Everyone-LLM-7b-Base Overview
Everyone-LLM-7b-Base is a 7 billion parameter language model developed by rombodawg, designed to be a versatile and knowledgeable LLM for the community. It was created by merging 14 distinct community-developed Mistral-7B based models using a task arithmetic merge method. This approach integrates the strengths and varied abilities of models like dolphin-2.6-mistral-7b-dpo, bagel-dpo-7b-v0.4, Hercules-2.0-Mistral-7B, Mistral-7B-OpenOrca, OpenHermes-2.5-Mistral-7B, Nous-Capybara-7B-V1.9, neural-chat-7b-v3-3, Mistral-7B-Instruct-v0.2, WestLake-7B-v2, sqlcoder-7b, MetaMath-Mistral-7B, apollo-v1-7b, WizardMath-7B-V1.1, and openchat-3.5-0106.

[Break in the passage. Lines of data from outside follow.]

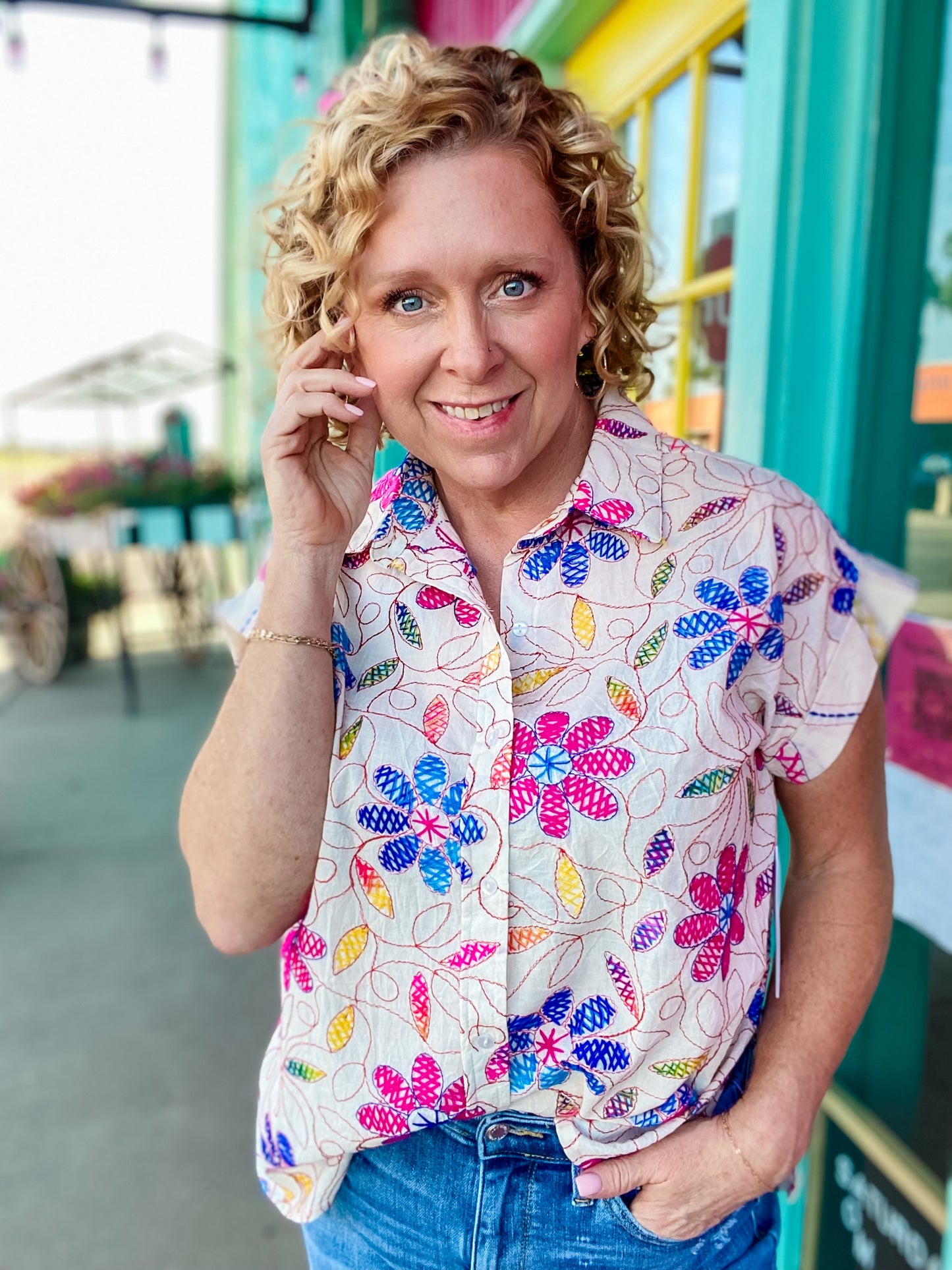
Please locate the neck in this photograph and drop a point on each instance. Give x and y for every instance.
(493, 521)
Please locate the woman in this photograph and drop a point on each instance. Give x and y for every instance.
(518, 828)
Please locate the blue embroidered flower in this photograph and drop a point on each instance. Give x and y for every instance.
(341, 642)
(843, 596)
(410, 497)
(560, 1038)
(428, 821)
(742, 620)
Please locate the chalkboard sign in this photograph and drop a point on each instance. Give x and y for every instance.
(866, 1222)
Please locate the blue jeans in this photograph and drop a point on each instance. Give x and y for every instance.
(498, 1194)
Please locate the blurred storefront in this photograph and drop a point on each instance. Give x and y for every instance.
(796, 164)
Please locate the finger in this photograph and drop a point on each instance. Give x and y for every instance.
(304, 407)
(318, 349)
(324, 380)
(611, 1178)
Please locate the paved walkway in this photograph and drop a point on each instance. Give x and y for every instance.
(128, 1047)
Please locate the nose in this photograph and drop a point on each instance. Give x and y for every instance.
(470, 353)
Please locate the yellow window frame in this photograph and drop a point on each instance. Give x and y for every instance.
(636, 98)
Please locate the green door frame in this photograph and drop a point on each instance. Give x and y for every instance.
(831, 242)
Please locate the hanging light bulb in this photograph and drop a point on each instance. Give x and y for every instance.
(16, 43)
(157, 51)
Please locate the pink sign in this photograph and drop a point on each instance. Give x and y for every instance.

Key Capabilities & Performance
- Broad Skill Integration: By combining multiple specialized models, Everyone-LLM-7b-Base aims to offer a wide array of capabilities, from general instruction following to more specific tasks like coding and mathematical reasoning, inherited from its diverse base models.
- Open LLM Leaderboard Performance: The model achieves a competitive average score of 70.21 on the Open LLM Leaderboard, with notable scores including:
- ARC (25-Shot): 66.38
- HellaSwag (10-Shot): 86.02
- MMLU (5-Shot): 64.94
- TruthfulQA (0-shot): 57.89
- Winogrande (5-shot): 80.43
- GSM8k (5-shot): 65.58
- Alpaca Prompt Template: The model utilizes the Alpaca prompt template for instruction following, making it compatible with a common and widely understood format.
Use Cases
Everyone-LLM-7b-Base is suitable for general-purpose applications where a broad range of knowledge and diverse abilities are beneficial. Its merged architecture makes it a strong candidate for tasks requiring a combination of reasoning, common sense, and instruction adherence, without being overly specialized in a single domain.